Pourtant, malgré ces signes positifs pour le secteur, tout le monde n'est pas logé à la même enseigne, soulignent les acteurs de la construction. Nombreux sont ceux à s'inquiéter en effet de la fracture territoriale. Brice Teinturier, directeur général de l'institut Ipsos, évoque "quatre visions différentes du monde qui s'affrontent", faisant référence aux résultats du premier tour de la présidentielle. Olivier Salleron, Président de la FFB Aquitaine, constate effectivement de grandes disparités entre les grandes métropoles et les territoires ruraux.
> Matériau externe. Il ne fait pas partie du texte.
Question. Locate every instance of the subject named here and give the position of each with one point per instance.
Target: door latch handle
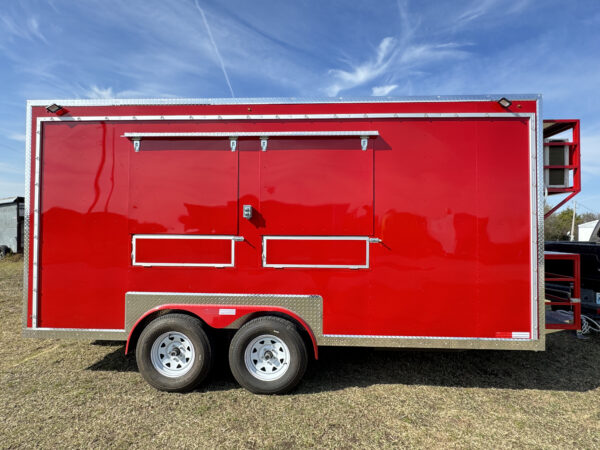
(247, 212)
Pour lui, "il ne faut pas casser ce qui marche" et ce qui encourage la construction comme c'est le cas pour les incitations fiscales (CEE, CITE, PTZ).

 

"Il ne faut pas oublier toute cette France qui se sent et qui est délaissée", Jacques channut, lors du 6e Sommet de la construction

 

 

Jacques Chanut rappelle que même si le nouveau président de la République, Emmanuel Macron entend continuer une politique d'investissements de rénovations lourdes dans les quartiers prioritaires "il ne faut pas oublier toute cette France qui se sent et qui est délaissée". Le président de la FFB nous explique : "il faut se rendre bien compte que ce n'est pas parce qu'il y a des logements vides dans ces territoires-là, qu'il n'y a pas de problèmes de logements. Si ces logements ne sont pas adaptés, pas aux normes ou pas conformes aux attentes, notamment pour les plus anciens ou les jeunes, c'est normal qu'ils soient vides. On se doit d'accompagner la rénovation de ces centres bourgs plutôt que d'imaginer un étalement périphérique".

 

En conclusion du sommet, le président de la FFB, a donc interpellé les membres du gouvernement "sur les risques de casse dans le secteur et de renforcement de la fracture territoriale". Conscient que des "sacrifices" seront demandés à tous, il espère que les mesures en faveur de la construction ne seront pas pénalisées. "La suppression du Pinel, du PTZ et du CITE équivaudrait à une double peine en particulier pour l'emploi", a-t-il déclaré. "Le bâtiment, par son implantation dans les territoires, constitue un vecteur incontournable du pacte républicain. Il faut maintenant, après le diagnostiques et les prises de conscience, passer au actes. On a su le faire pour la rénovation urbaine, à nous, tous ensemble de le faire pour lutter contre la fracture territoriale", a-t-il conclu.